News / Nasional
Kamis, 18 Juni 2026 | 12:35 WIB
ILUSTRASI - Ketua Umum Partai Gerindra Prabowo Subianto (kiri) bersama Budiman Sudjatmiko (kanan) berpose sambil mengepalkan tangan usai menghadiri deklrasi Gerakan PraBu di Gedung Marina. [ANTARA]
Baca 10 detik
  • Politikus Andi Harianto Sinulingga mendesak Presiden Prabowo mencopot Budiman Sudjatmiko dari jabatan Kepala BP Taskin segera mungkin.
  • Desakan muncul akibat sikap Budiman saat berdebat dengan mahasiswa dalam forum diskusi di Semarang pada 12 Juni 2026.
  • Andi menilai tindakan Budiman merendahkan martabat mahasiswa dan merusak citra pemerintahan yang dibiayai oleh pajak warga negara.

Ketegangan bermula saat Ketua HMI Komisariat FISIP Universitas Diponegoro (Undip), Muhammad Rafli Susanto, melontarkan kritik keras terhadap narasi idealisme yang dipaparkan oleh Budiman.

Rafli menilai paparan mantan aktivis 98 tersebut tidak menyentuh persoalan krusial yang dihadapi rakyat di tingkat akar rumput, seperti sengketa agraria di Pundenrejo.

“Bapak jangan bicara soal negara ideal kalau tidak pernah memikirkan ide maupun solusi dari akar masalah rakyat.

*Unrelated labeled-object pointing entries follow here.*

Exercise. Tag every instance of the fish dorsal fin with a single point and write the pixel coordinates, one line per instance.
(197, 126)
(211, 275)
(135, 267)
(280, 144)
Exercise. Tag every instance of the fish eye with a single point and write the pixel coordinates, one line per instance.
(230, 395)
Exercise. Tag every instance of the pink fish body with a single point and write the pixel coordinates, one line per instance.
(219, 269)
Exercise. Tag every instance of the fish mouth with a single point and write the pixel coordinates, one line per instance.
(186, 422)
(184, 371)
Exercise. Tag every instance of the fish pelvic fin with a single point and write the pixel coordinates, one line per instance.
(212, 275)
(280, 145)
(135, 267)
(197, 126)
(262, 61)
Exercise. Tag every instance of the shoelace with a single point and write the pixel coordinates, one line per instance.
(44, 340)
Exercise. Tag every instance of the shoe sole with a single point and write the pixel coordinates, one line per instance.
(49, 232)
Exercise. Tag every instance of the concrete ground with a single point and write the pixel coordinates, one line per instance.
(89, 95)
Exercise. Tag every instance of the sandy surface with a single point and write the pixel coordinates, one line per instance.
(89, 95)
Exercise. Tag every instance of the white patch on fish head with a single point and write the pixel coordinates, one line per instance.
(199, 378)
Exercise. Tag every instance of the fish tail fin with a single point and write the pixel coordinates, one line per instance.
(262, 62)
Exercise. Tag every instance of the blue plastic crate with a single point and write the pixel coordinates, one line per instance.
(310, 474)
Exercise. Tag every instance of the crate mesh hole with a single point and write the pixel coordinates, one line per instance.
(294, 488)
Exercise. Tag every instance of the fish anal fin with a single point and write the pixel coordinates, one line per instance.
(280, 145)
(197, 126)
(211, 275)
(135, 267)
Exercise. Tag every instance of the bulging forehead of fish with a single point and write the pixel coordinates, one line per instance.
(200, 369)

Misalnya persoalan petani di Pundenrejo, pikirkan hal itu. Jangan cacat logika terus," kata Rafli mengkritik di dalam forum diskusi.

Merespons kritik tersebut, Budiman meminta Rafli untuk mengelaborasi lebih dalam argumennya agar diskusi tetap berjalan pada jalur substantif.

Namun, Rafli menolak permintaan tersebut dengan alasan dirinya harus segera meninggalkan lokasi untuk bergabung dalam aksi unjuk rasa yang tengah berlangsung di kota Semarang.

Pada titik inilah, situasi mencapai puncak ketegangan ketika Rafli menantang Budiman untuk melanjutkan diskusi di luar forum resmi.

Budiman yang merasa forumnya tidak dihormati, melontarkan kalimat yang kemudian dianggap sebagai penghinaan oleh Andi Sinulingga dan sebagian publik di media sosial.

“Orang-orang tertarik argumen Anda. Anda pernah dipenjara tiga bulan, tapi bukan berarti lebih hebat serta berhak tak menghormati forum ini. Anda bukan siapa-siapa, silakan saja pergi," kata Budiman.

Klarifikasi Budiman Sudjatmiko

Baca Juga: Lingkar Dalam Prabowo Bikin Investor Waswas, Rupiah dan IHSG Kena Tekanan

Menanggapi gelombang kritik yang menyudutkan dirinya, Budiman Sudjatmiko segera memberikan klarifikasi.

Ia menepis narasi yang menyebutkan bahwa dirinya telah mengusir mahasiswa tersebut secara sepihak tanpa alasan yang jelas.

Menurut versinya, ia hanya berusaha menegakkan aturan main dalam sebuah forum diskusi bersama perwakilan BEM Undip dan BEM Universitas Brawijaya (Unbraw).

Budiman berkilah, tindakannya adalah bentuk teguran keras atas sikap mahasiswa yang dianggapnya tidak menghargai jalannya diskusi kolektif.

“Bagi saya, diskusi yang ingin diajukan tak lagi soal substantif. Saya minta dia tinggalkan forum. Tapi, karena hak saya merespons pertanyaannya dalam forum tak ditanggai, saya tegur keras. Dia malah minta saya keluar dari forum dan berdiskusi berdua di luar," kata dia.